Wasn’t it popular some years back to say that the Universe was, to misuse the term, round? Such that if you start off in one direction you’d eventually arrive back at your starting point?

ETpro's avatar

@ragingloli There definitely is an answer to the question. It isn’t the sort of logical trick question which cannot be answered: such as, “If god can do anything, can he build a mountain so high he can’t climb it?” A legitimate answer may be we currently do not know.

@The_Idler That’s what the OP said. It asked what it is expanding into if it is infinite in scope already. Per the definition of infinity, wouldn’t that form a logical contradiction? Infinity has to fill everything that is and ever could be, such that it is impossible to divide it.
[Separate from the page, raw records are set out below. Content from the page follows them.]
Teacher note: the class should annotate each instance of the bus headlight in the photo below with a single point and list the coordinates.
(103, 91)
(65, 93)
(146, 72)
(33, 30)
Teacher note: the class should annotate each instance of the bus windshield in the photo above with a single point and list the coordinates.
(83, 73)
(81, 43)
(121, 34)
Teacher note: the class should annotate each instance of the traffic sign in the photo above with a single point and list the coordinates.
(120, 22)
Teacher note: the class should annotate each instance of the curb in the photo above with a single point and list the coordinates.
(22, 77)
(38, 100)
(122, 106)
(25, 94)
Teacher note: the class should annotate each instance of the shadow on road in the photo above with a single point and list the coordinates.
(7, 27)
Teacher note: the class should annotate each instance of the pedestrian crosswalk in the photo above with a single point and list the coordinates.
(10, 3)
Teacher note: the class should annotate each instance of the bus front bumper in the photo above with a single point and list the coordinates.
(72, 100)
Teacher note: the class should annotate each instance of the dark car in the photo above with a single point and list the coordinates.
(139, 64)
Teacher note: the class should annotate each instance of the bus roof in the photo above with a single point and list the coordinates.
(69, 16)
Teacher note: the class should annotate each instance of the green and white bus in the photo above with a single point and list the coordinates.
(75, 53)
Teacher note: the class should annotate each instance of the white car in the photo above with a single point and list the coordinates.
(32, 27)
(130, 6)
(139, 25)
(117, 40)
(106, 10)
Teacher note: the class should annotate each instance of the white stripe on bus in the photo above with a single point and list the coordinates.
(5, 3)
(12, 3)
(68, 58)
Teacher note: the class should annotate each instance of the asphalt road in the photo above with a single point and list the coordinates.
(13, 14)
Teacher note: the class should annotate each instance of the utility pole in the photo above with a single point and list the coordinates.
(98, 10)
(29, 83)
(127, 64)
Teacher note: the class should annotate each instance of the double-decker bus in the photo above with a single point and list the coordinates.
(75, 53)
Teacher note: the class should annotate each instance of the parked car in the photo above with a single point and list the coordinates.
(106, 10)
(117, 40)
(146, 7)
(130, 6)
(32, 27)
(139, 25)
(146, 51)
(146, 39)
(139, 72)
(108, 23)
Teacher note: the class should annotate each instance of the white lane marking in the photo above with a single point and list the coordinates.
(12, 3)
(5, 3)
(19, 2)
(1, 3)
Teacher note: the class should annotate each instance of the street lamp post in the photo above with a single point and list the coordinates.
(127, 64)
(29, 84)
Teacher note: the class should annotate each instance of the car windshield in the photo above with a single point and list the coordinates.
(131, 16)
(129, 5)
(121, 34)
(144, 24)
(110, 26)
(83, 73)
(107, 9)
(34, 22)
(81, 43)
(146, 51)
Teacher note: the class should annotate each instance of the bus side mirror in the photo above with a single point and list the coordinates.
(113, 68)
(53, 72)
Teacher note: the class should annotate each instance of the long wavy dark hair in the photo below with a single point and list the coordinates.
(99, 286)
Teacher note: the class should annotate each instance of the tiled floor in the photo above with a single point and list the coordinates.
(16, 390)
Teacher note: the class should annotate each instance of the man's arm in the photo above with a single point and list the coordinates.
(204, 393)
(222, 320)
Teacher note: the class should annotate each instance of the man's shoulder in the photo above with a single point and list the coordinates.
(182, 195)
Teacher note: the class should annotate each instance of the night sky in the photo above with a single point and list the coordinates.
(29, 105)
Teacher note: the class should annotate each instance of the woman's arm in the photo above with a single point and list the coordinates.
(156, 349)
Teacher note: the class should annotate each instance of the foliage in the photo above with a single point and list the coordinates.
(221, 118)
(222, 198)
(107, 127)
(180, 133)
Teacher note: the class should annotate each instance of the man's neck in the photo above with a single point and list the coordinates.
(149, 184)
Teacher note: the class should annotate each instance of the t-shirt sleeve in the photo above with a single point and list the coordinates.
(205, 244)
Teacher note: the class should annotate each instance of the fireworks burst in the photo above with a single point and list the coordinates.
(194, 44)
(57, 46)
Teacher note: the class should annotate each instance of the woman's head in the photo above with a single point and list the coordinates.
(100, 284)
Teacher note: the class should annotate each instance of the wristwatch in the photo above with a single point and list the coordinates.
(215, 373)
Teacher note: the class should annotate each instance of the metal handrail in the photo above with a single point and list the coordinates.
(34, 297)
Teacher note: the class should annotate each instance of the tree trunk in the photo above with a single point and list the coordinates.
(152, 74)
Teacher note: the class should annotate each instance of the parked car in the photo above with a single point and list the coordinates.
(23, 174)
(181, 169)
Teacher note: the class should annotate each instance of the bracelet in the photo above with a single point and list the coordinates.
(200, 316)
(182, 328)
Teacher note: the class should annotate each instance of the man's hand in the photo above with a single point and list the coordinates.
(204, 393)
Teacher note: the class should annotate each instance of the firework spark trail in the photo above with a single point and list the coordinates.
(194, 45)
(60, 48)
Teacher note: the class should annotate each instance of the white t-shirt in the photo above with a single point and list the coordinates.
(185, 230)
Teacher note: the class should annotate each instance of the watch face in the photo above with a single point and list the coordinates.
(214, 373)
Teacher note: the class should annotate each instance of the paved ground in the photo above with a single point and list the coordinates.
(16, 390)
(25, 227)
@Nullo In human understanding of today, you are probably right we can’t answer this question definitively. But there may be ways of discerning things we have not yet tappped into. If you imagine (whatever your belief) that there is a Creator, do you not thing the Creator would be able to answer this question? If so, then what if the Creator chose to open your eyes to the answer? Could you not then see it?

gasman's avatar

Finite vs Infinite
One must distinguish between (1) the observable universe, which has a measurable age & size; (2) a proposed multiverse, of which the observable universe is but one insignificant part of a complex, fractal structure. In some models the multiverse is a “foam” of universes, each created by its own big bang causing a new universe to bud off from the rest. Another use of the term “multiverse” is the many-worlds interpretation of quantum mechanics, whereby all possible quantum states co-exist (in some sense) in parallel universes.

The observable universe is popularly modeled as the 2-dimensional surface of a vast 3-dimensional sphere. In this scenario, ants crawling around the surface would perceive it to be flat, yet as the balloon grew in size each ant would see his neighbors receding from him with some measurable redshift, proportional to how far away the other ant is (Hubble’s Law).

Meanwhile the ants never find any kind of barrier or wall to mark the end of their universe, and erroneously conclude that it is infinite. Now jump to 4 spatial dimensions instead of 3, plus time, and you’ve got a model of big-bang cosmology (ants = galaxies), whose predictions agree well with observations in varied ways.

Just as the ants see 2 spatial dimensions when there are actually 3, we infer a 4-dimensional structure to our apparently 3-dimensional universe. In the simplest model it is a hypersphere. The universe—to use a very old term—is “finite but unbounded.”

Big Bang versus ordinary explosion
Dynamite explodes into its surrounding space. Newton regarded space as a sort of universal framework in which events play out, a highly intuitive idea that works for human-scale phenomena. In big bang cosmology, however, space itself is what is expanding from the singularity. In this sense the universe is not expanding into anything.

Size of observable universe
Although relativity requires that nothing may move through space at faster than the speed of light, no laws are violated when space itself (there’s that idea again) expands at faster than the speed of light. Thus the observable universe has a diameter of about 46 billion light years (ref) even though the big bang occurred less than 14 billion years ago.

ETpro's avatar

@gasman Thanks for a great answer. Your analogies really capture the concept well.